O papa fez várias perguntas ao rabino sobre seu trabalho espiritual. O rabino acabou contando sobre o grande amor que tinha em compor poemas. O papa, que gostava de música e de poemas, demonstrou um grande interesse pelos poemas do rabino. De repente, o papa percebeu que uma grande tristeza abateu o rabino e perguntou qual o motivo do súbito desânimo. O rabino contou que, toda vez que escrevia um poema, lembrava-se de uma ferida muito antiga ainda não cicatrizada. Lembrava-se do poema que compôs com o nome do seu filhinho desaparecido. Enquanto o rabino contava a triste história de seu filho para o papa, lágrimas saíam de seus olhos tristes. Um monte delas ia descendo ininterruptamente por sua barba prateada.

O papa estremeceu e pediu para o rabino mostrar-lhe o poema que ele escrevera em homenagem ao seu filho. As mãos do rabino tremiam quando tirou do bolso um pedaço de papel velho e amarelado. O rabino esticou seu braço para o papa, dizendo: “Este pedaço de papel é muito querido para mim. Eu sempre o levo comigo.” O papa pegou o pedaço de papel e abriu-o cuidadosamente. De repente, as faces do papa ficaram pálidas e seus lábios começaram a tremer balbuciando as palavras “El chanan nachalatô”.

- Pai querido pai! - Gritou o papa caindo nos ombros do velhinho.

- Meu filho! - Exclamou o rabino abraçando seu filho perdido.

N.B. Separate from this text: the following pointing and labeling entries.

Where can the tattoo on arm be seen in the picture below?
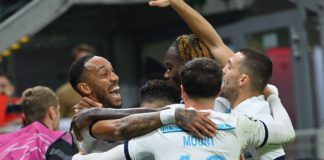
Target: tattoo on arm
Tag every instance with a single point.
(137, 125)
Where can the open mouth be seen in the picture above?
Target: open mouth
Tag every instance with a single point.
(115, 91)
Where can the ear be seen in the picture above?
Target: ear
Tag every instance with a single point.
(52, 113)
(183, 93)
(84, 88)
(244, 80)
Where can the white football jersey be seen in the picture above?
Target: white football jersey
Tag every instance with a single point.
(171, 142)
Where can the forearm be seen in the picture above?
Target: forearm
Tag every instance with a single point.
(109, 113)
(281, 130)
(127, 127)
(116, 153)
(204, 30)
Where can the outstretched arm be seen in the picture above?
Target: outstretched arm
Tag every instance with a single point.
(201, 27)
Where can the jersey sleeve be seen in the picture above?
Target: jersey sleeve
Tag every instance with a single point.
(115, 154)
(281, 130)
(141, 148)
(251, 132)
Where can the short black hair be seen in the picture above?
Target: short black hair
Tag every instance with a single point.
(258, 66)
(83, 47)
(3, 74)
(76, 70)
(201, 78)
(160, 90)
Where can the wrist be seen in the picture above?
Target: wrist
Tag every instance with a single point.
(167, 116)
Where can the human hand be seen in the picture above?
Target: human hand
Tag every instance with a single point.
(86, 103)
(196, 122)
(159, 3)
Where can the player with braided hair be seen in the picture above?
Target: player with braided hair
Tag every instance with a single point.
(182, 50)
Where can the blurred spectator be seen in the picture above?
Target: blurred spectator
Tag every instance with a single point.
(66, 94)
(10, 111)
(42, 115)
(159, 93)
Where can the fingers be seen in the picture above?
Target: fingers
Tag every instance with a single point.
(196, 132)
(209, 123)
(159, 3)
(85, 101)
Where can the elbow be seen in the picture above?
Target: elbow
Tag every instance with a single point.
(291, 136)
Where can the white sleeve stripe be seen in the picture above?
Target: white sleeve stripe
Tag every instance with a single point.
(266, 136)
(126, 151)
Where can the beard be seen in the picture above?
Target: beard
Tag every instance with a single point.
(106, 103)
(102, 98)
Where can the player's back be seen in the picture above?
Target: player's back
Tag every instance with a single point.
(171, 142)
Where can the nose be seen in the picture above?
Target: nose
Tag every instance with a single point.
(167, 75)
(224, 70)
(114, 77)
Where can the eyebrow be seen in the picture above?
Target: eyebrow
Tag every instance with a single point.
(100, 67)
(229, 62)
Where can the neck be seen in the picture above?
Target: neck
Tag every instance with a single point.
(244, 95)
(201, 103)
(48, 123)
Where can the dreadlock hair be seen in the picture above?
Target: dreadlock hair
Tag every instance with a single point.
(190, 47)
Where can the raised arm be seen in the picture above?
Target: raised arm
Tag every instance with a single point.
(201, 27)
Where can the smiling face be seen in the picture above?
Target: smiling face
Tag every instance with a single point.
(173, 63)
(103, 82)
(231, 77)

Agora tudo estava ficando claro para o papa. Mas, naquele momento, o rabino deu um passo para trás e falou tristemente:

- Será que mesmo depois de tudo o que aconteceu com você, ainda posso chamá-lo de meu filho?

- Claro! - disse o papa. - Você não disse, quando escreveu este poema, que D’us é piedoso e quando um filho de Israel se afasta do serviço Divino, D’us nos livre, Ele o reaproxima com Sua piedade e o traz para a teshuvá? Toda minha riqueza e esta nobreza são como nada para mim agora! - disse o papa emocionado. - Pai querido, voltarei para você, para meu D’us e para meu povo!

Os instantes seguintes foram gastos com planos exaltados.

Vários dias depois, o colégio de cardeais estava reunido no Vaticano esperando pelo papa - em vão. Descobriu-se que o papa havia desaparecido.

Alguém sugeriu que o papa deveria ter ido para o Céu. Outros pensaram que era mais provável que ele tivesse abandonado seu trono para exilar-se na pobreza, para expiar os pecados dos cristãos. Não ocorreu a ninguém que o papa abandonou seu glorioso trono para voltar para junto de seu perseguido povo judeu.

Poucos anos depois, quando seu sucessor, o Papa Urbano II, iniciou a Primeira Cruzada (1095), as hordas de fanáticos cruzados invadiram as comunidades judaicas do Reno, pilhando e matando muitos judeus. Rabênu Shim’on Hagadol e seu filho Elchanan, que secretamente retornara à sua fé judaica, estavam entre as vítimas que morreram “al kidush Hashem” - pela santificação do nome de D’us.